The quote that headlines this essay is my own. It’s not very nice. I’m not proud of it. Still, what can rational human beings, who pride ourselves on core liberal values such as tolerance and empathy, do when confronted by those who refuse to live in the real world? At what point does intolerance become both appropriate and necessary?

Our former––I love saying this––former Prime Minister shepherded an embarrassing religious discrimination bill to essentially protect belief over fact, which would further open the door to conspiracy theorists, keyboard junkies, basement dwelling egomaniacs, pseudo-intellectuals, stalkers, bigots and trolls, and have catastrophic consequences for Australian society.
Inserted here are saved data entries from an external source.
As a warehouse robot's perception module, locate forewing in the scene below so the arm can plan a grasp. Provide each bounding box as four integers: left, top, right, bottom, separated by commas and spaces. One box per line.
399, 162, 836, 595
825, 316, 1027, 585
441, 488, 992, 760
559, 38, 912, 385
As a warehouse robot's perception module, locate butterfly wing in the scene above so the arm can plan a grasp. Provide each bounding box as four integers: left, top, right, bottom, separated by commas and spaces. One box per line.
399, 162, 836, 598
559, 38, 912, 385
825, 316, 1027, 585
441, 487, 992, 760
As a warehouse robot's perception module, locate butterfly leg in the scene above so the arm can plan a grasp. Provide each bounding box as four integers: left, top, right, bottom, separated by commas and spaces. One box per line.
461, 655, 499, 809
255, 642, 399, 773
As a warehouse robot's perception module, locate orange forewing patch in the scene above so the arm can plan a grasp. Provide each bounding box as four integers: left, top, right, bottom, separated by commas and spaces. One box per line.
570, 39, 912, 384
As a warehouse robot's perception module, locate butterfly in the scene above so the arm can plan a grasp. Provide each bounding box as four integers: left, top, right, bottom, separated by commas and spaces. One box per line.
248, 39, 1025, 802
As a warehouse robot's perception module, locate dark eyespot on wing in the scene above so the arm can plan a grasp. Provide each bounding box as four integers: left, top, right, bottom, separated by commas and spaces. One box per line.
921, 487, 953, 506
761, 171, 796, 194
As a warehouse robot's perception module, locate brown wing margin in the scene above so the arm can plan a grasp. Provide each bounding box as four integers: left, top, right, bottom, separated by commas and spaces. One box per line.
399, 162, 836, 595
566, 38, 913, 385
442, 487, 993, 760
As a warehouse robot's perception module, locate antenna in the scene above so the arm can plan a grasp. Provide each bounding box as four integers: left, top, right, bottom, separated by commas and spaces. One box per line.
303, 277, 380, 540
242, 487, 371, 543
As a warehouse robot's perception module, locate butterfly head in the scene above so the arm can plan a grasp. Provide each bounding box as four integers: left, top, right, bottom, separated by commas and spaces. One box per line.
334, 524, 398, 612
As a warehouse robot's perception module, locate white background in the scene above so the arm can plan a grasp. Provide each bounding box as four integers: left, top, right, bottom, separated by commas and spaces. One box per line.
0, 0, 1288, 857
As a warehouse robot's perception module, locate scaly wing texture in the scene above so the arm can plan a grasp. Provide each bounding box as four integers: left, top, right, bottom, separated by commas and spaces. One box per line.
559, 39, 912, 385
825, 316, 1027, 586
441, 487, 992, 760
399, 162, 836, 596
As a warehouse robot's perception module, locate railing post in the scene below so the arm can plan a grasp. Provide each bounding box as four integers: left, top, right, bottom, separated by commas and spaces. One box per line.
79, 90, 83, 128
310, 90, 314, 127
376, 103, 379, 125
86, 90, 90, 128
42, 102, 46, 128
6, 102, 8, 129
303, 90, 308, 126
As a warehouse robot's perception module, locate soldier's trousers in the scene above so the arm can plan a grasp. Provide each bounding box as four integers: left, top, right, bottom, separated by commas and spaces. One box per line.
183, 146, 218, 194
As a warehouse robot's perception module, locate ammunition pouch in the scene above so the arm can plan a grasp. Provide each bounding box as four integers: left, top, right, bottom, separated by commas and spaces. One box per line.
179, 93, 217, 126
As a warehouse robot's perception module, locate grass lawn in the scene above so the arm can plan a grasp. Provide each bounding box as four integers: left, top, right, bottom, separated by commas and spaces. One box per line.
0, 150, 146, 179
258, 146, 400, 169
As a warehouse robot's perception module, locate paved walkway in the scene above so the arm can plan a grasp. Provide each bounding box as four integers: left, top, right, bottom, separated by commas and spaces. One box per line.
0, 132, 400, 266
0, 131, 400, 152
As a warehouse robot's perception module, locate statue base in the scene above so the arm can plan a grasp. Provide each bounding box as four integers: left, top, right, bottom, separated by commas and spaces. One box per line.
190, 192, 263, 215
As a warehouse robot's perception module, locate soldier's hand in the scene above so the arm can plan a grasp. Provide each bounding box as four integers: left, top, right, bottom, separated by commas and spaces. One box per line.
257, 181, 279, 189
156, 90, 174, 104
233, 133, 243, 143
Faced with this epidemic of reality rejection on political grounds, tolerance may no longer be the noble cause it once was. A little bit of ridicule––a little bit of snark––a little bit of calling a spade a spade, a lie a lie, a dimwit a dimwit––may have to become part of progressive vernacular. As Jeff Sparrow points out in his 2019 piece The ‘Kettle Logic’ of climate denial cultists, the deniers and assorted loons are not engaging in good faith anyhow:

“Though the ideologues of denialism invariably declare themselves truthseekers wedded to facts and logic (so many invocations of Galileo!), the movement has always been more about politics than science. The fossil fuel companies that underwrite denialist thinktanks and conferences want to counter environmentalists and protect their profits. They don’t care how they do so.”

We all accept that, politically, there’s a red spin and there’s a green spin, and thanks to Clive Palmer, there’s a yellow spin…but reality should not be colour blind. Facts should remain visible no matter the lens.

It’s not too late to bring authenticity back.